I pressed my knees to my chest, tucking them under my chin, rocking, looking out to the peaceful forest, the ol’ land so strong and beautiful, yet deceptively brutal and imprisoning. My mind drifted to Guyla Belle. Perry Gillis’s angry face. The more I pondered it, the more I was convinced he’d done something horribly bad and had locked Guyla Belle somewhere inside.
“Justice,” I whispered, curling my hand into a fist. “The rule of this ol’ land is hard. And it’s gonna make it a lot harder for the likes of Perry Gillis and his kind when the Devil comes calling and pushes a mud-rotted fist up from this blood-soaked earth to claim its sinner.”
Thirty-Three
Sheriff Buckner arrived with R.C. about twenty minutes later. I ran back up to the cab to get dressed as they rode their horses over to the lookout’s stairs. When I returned, Pearl was arguing with the lawman. Junia fussed at the mounts that the men had tethered to the landing.
“You’re not going to lock them up? Perry Gillis and his cousin could’ve killed us,” Pearl snapped at the sheriff.
The lawman was a foot taller than Pearl, and I didn’t know exactly how he was related to Gillis, but I saw the same bold stance and cruel eyes of Gillis and his kin as he puffed out his chest and hitched his utility belt up over a generous belly, using his harsh voice to keep a woman in her place. Long ago, I’d learned about these types of hardened men from the books I’d read, and they made me mindful to be on alert.

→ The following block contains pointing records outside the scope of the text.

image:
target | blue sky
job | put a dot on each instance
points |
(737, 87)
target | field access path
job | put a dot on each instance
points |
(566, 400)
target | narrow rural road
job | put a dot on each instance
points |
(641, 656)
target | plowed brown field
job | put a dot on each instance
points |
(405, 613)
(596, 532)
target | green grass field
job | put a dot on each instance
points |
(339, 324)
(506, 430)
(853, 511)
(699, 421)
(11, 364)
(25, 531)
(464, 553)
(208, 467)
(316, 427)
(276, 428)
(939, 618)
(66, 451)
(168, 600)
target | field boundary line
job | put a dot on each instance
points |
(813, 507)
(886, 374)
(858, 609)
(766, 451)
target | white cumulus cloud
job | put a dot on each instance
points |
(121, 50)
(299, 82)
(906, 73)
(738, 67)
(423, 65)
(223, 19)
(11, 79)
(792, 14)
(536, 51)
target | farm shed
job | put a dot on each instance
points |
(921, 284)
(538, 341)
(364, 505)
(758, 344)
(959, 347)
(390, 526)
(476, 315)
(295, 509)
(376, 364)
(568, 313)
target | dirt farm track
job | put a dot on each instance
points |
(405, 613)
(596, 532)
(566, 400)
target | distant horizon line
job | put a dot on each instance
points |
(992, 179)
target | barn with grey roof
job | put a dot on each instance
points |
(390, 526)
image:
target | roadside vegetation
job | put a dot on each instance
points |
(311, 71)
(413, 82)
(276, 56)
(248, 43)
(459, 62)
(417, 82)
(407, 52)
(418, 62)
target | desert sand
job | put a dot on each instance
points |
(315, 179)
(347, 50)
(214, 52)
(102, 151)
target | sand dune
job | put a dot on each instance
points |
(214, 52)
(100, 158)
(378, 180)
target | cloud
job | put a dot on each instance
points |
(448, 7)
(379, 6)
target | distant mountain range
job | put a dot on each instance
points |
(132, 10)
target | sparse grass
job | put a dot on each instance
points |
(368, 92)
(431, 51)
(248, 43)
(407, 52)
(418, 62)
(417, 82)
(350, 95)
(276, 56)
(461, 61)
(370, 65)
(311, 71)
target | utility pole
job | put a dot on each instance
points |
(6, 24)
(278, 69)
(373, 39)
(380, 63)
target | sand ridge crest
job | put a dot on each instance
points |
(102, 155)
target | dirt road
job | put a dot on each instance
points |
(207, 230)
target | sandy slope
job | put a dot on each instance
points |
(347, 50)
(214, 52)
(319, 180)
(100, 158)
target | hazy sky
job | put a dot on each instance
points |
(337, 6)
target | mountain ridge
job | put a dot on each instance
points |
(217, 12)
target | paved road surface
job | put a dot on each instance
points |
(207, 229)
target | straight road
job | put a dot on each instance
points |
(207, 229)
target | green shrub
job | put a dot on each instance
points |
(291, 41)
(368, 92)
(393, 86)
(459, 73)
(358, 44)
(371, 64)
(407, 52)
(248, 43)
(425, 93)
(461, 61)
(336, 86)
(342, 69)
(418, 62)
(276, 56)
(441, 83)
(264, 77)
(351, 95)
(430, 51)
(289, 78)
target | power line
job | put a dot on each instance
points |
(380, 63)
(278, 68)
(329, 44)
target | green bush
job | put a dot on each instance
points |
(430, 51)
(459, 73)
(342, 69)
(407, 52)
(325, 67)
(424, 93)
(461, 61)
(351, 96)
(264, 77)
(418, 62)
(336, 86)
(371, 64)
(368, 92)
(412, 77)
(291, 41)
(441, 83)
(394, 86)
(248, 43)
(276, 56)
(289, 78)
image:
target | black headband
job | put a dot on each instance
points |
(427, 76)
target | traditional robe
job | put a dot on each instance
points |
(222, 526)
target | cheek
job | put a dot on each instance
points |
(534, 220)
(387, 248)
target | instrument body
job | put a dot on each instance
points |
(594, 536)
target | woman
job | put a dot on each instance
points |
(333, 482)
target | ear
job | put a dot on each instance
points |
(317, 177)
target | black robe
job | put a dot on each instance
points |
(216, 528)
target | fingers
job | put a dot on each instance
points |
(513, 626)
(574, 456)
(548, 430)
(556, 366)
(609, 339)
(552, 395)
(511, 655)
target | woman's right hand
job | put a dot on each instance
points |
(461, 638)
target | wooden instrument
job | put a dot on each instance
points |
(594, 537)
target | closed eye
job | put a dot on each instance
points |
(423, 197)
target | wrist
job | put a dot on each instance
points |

“Done tol’ you, Miss Grant,” the sheriff said heatedly, his jaw packed with a chaw, “that hat don’t mean a damn thing. There’s probably fifty men running around this county wearing Texaco ball caps.”
She shot out an arm to the stairs. “There’s muddy footprints up there, and unless I’ve magically doubled my shoe size overnight and grown two sets of feet, I say they’re Perry Gillis and Robbie Hardin’s.”
“It could be kids, anyone, Miss Grant. Having themselves some Saturday night fun and it got out of hand. Now I’ve tol’ ya—”
“Your words done told me that because they’re your kin, you’re not going to arrest them, Sheriff,” Pearl yelled.